The generating function is $$ \sum_{s_1,s_2, s_3} {s_1 + s_2-1 \choose s_2} {s_2+ s_3-1 \choose s_3} x^{s_1+s_2+s_3}.$$
$$ \sum_{s_3} {s_2+ s_3-1 \choose s_3} x^{s_3} = \left( \frac{1}{1-x}\right)^{s_2}$$.
Then the sum over the $s_2$ variable is
$$ \sum_{s_2} {s_1 + s_2-1 \choose s_2}\left( \frac{x}{1-x}\right)^{s_2} = \left( \frac{1}{1- \frac{x}{1-x}} \right)^{s_1} = \left( \frac{1-x}{1-2x} \right)^{s_1}$$
and the sum over just the $s_1$ variable is
$$ \sum_{s_1} \left( \frac{x-x^2}{1-2x}\right)^{s_1} = \frac{1}{1- \frac{x-x^2}{1-2x}}=\frac{1-2x}{1-3x+x^2}.$$
However, we need to remove the terms when $s_1,s_2$ or $s_3$ is zero. Because of the binomial coefficients, if $s_1$ vanishes then $s_2$ vanishes and if $s_2$ vanishes then $s_3$ vanishes, so it suffices to remove the terms with $s_3=0$, which are
$$ \sum_{s_1,s_2} {s_1 + s_2-1 \choose s_2} x^{s_1+s_2}= \frac{1-x}{1-2x}$$ by the same logic.
So the full generating function is $$ \frac{1-2x}{1-3x+x^2} - \frac{1-x}{1-2x}.$$
Your sum is then the coefficient of $x^{n-1}$ in this series. To get this, as EFinat-S suggests we may use partial fractions.
$$ \frac{1-2x}{1-3x+x^2} - \frac{1-x}{1-2x} = \frac{- 2 + \sqrt{5} }{1- \frac{3 + \sqrt{5}}{2} x} + \frac{-2-\sqrt{5} }{1- \frac{3 - \sqrt{5}}{2} x} - \frac{1/2}{1-2x} - \frac{1}{2} $$
which will match the expression Carlo Beenaker gave.
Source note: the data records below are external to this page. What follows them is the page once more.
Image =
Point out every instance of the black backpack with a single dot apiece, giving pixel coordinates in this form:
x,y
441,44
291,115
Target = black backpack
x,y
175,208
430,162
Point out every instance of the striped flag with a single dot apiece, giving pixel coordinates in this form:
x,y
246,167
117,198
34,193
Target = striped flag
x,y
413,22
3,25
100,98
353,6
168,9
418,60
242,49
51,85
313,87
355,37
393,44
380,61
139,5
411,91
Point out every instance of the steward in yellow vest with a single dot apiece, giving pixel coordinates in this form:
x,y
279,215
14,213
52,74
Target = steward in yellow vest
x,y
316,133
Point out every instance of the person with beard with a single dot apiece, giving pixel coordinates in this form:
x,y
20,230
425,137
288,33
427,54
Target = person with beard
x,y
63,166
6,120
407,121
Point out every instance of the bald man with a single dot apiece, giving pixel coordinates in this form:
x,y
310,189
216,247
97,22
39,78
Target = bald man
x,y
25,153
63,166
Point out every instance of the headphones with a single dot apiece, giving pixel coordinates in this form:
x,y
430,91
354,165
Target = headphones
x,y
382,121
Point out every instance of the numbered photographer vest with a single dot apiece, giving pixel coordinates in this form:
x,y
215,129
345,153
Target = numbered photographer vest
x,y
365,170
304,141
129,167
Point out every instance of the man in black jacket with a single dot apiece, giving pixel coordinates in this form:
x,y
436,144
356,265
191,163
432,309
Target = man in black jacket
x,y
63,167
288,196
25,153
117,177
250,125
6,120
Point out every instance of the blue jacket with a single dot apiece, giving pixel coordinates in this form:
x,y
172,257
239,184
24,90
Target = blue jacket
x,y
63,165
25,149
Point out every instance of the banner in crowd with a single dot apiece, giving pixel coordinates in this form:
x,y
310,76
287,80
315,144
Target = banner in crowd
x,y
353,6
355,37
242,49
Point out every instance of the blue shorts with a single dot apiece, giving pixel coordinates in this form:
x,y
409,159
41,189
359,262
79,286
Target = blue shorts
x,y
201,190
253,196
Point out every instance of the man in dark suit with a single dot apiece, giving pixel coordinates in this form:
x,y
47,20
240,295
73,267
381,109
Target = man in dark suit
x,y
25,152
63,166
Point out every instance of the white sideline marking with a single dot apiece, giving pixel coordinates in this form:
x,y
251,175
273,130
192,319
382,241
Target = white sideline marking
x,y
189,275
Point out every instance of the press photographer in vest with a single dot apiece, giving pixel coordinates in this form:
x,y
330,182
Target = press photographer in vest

Moreover, this will generalize to the analogue with $s_1,\dots,s_k$, giving a rational generating function. There is a straightforward enumerative interpretation, along the lines of the OEIS reference Carlo found as length $2(n-1)$ depth $k$ nested balanced parantheses expressions / plane trees / Dyck paths, which will thus be related to a column ofOEIS A080936.